A planned three-day air traffic controller strike in France has forced Enterprise Florida to scramble in getting its trade mission advance team on flights to reach the International Paris-Le Bourget Air Show.
However, the strike -- a protest against being integrated into the rest of the European air traffic system -- isn't expected to impact the arrival of the bulk of the Florida delegation, led by Gov.
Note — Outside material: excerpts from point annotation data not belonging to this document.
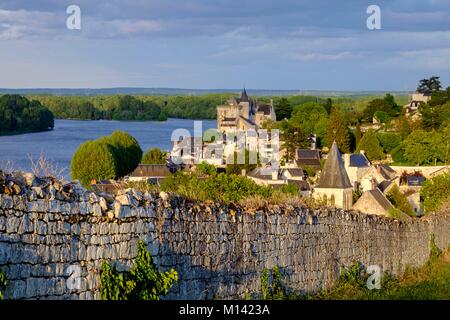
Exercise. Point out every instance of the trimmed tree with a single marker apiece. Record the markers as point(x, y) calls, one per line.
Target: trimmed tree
point(371, 145)
point(435, 192)
point(400, 201)
point(337, 130)
point(154, 156)
point(128, 151)
point(93, 160)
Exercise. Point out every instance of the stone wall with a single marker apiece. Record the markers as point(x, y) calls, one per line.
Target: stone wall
point(49, 230)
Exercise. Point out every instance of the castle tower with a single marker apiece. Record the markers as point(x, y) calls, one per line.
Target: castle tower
point(334, 184)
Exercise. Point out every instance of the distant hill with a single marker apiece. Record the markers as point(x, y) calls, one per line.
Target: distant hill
point(193, 92)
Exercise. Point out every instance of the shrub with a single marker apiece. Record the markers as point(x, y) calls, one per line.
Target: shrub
point(400, 201)
point(142, 282)
point(154, 156)
point(271, 286)
point(435, 192)
point(371, 145)
point(94, 160)
point(3, 283)
point(128, 151)
point(221, 187)
point(389, 140)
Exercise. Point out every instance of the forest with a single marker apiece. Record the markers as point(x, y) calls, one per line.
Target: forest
point(20, 115)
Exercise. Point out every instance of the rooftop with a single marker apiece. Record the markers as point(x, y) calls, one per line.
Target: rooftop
point(333, 173)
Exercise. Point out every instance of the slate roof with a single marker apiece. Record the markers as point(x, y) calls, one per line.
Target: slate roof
point(265, 108)
point(301, 184)
point(387, 172)
point(333, 174)
point(384, 185)
point(257, 173)
point(295, 172)
point(244, 96)
point(414, 181)
point(358, 160)
point(151, 170)
point(380, 198)
point(308, 157)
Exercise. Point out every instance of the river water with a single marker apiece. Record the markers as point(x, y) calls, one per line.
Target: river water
point(60, 144)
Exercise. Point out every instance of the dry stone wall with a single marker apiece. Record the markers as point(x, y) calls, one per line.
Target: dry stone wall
point(54, 238)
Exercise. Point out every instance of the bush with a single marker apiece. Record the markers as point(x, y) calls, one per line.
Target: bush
point(3, 283)
point(142, 282)
point(389, 141)
point(221, 187)
point(94, 160)
point(371, 145)
point(435, 192)
point(206, 168)
point(271, 286)
point(154, 156)
point(128, 151)
point(400, 201)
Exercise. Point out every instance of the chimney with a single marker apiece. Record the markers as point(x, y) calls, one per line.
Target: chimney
point(347, 159)
point(374, 183)
point(275, 175)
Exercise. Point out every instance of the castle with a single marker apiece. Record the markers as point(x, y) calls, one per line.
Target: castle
point(242, 114)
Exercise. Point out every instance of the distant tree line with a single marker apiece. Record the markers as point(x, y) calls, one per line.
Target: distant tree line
point(127, 107)
point(18, 114)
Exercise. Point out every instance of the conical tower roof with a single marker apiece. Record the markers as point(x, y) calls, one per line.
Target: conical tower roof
point(244, 96)
point(333, 173)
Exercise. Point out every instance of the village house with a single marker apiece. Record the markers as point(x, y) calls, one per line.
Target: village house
point(307, 158)
point(280, 177)
point(334, 186)
point(151, 173)
point(373, 202)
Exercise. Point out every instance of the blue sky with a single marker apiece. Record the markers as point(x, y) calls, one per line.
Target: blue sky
point(210, 44)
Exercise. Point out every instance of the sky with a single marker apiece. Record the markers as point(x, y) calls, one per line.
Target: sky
point(221, 44)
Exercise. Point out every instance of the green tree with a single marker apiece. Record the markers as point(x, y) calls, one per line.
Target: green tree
point(387, 105)
point(94, 160)
point(432, 84)
point(206, 168)
point(404, 127)
point(423, 147)
point(357, 134)
point(389, 140)
point(337, 129)
point(371, 145)
point(435, 192)
point(142, 282)
point(154, 156)
point(400, 201)
point(283, 109)
point(127, 150)
point(312, 117)
point(18, 114)
point(294, 137)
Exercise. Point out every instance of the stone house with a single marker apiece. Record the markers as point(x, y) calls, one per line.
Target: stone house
point(373, 202)
point(334, 186)
point(307, 158)
point(151, 173)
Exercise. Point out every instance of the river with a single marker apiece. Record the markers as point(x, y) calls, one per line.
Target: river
point(60, 144)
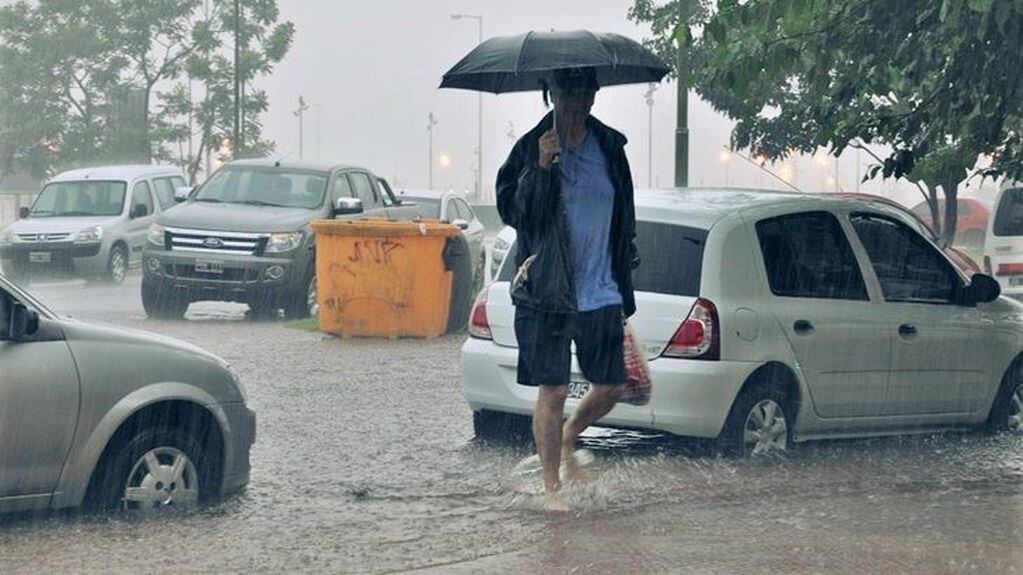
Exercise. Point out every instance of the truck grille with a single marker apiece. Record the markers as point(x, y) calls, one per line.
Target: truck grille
point(43, 236)
point(209, 241)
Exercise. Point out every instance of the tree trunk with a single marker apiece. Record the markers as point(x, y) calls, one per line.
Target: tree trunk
point(950, 188)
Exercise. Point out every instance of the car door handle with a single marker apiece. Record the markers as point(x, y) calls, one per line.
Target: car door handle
point(803, 327)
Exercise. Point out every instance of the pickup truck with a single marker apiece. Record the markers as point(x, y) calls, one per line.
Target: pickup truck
point(245, 235)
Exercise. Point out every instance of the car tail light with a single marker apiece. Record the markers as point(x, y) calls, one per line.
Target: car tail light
point(1010, 269)
point(479, 325)
point(699, 336)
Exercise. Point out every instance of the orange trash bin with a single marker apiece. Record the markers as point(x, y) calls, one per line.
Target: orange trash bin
point(382, 277)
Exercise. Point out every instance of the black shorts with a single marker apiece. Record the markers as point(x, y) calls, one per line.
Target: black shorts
point(545, 346)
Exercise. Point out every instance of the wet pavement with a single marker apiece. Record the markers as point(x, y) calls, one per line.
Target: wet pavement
point(365, 462)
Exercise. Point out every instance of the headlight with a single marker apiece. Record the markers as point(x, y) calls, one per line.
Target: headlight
point(94, 233)
point(282, 241)
point(156, 235)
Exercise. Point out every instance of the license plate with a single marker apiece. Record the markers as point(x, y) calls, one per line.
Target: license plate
point(210, 266)
point(578, 389)
point(40, 257)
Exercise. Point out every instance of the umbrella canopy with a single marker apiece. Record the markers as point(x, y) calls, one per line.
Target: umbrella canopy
point(520, 63)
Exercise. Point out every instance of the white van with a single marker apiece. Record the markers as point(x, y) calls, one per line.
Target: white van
point(89, 223)
point(1004, 242)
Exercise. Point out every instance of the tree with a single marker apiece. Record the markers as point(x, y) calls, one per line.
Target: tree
point(89, 81)
point(933, 81)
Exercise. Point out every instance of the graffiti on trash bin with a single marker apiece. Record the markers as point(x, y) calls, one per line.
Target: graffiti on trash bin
point(373, 251)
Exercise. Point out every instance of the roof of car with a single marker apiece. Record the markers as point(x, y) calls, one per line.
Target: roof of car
point(123, 172)
point(296, 164)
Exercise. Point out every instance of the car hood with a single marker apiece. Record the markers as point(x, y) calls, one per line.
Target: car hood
point(237, 217)
point(58, 225)
point(76, 329)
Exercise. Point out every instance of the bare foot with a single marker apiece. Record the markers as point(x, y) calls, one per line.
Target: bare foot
point(554, 502)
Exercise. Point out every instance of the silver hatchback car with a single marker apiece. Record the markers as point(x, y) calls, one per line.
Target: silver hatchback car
point(113, 417)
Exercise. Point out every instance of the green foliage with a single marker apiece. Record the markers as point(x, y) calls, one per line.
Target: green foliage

Rick Scott, that departs for France on Friday.
The weeklong mission, the ninth international trade delegation fronted by Scott, is expected to focus on Florida's aviation and aerospace industries, with time set aside for meetings in Paris with unspecified, but non-aviation related French investors.
While the nearly 80-member delegation list was released late Wednesday, along with plans for a pavilion at the air show to showcase 12 Florida companies, the day-to-day agenda for the mission was still being put together.
"Its still being worked," Sean Helton, Enterprise Florida public relations manager, said in an email late Wednesday afternoon.
Helton noted that Scott and Enterprise Florida President Gray Swoope are expected to meet with representatives from about 40 aerospace and aviation companies during the mission.
In 2011, the biannual air show drew more than 350,000 attendees, including 151,500 trade visitors, with delegations from 82 countries.
Last year Scott and Enterprise Florida went to the Farnborough International Airshow in southeast England, with the intent to highlight the nearly 2,000 aviation and aerospace companies in Florida that employ an estimated 87,000 people.
Scott has said the missions are about long-term relationship-building between companies and the individuals on the trip.
He recently cited examples of what the missions can bring Florida, trumpeting a pair of businesses -- a hotel operator and pool manufacturer -- expanding from Chile to Miami and a Canadian-based cash services firm that relocated its U.S. headquarters from California to Boca Raton.
Scott and Enterprise Florida went to Chile in May and Canada two years ago, with trips in between to Panama, Spain, England, Brazil, Israel and Colombia.
Last month, House Minority Leader Perry Thurston, D-Fort Lauderdale, questioned the trade missions, saying they lacked "empirical data" to directly link the economic benefits of the trips with any moves to Florida by a private foreign firm.
Thurston's comments drew a, "Here's your empirical data," response from the Republican Party of Florida on Monday, as Scott announced that the Canadian Security firm, GardaWorld Cash Services, was bringing 500 jobs to Florida.
House Democratic spokesman Mark Hollis, who said he hasn't talked to Thurston this week, echoed the minority leader's sentiments.
"Let's have some evidence that it's a worthy state expense," Hollis said. "These overseas trade missions, they may be warranted, they may be justified, but taxpayers deserve to have empirical data that shows just how beneficial they are."
Regardless, for Scott the missions will keep coming.
He is already working with Enterprise Florida on a mission to Japan, possibly in October.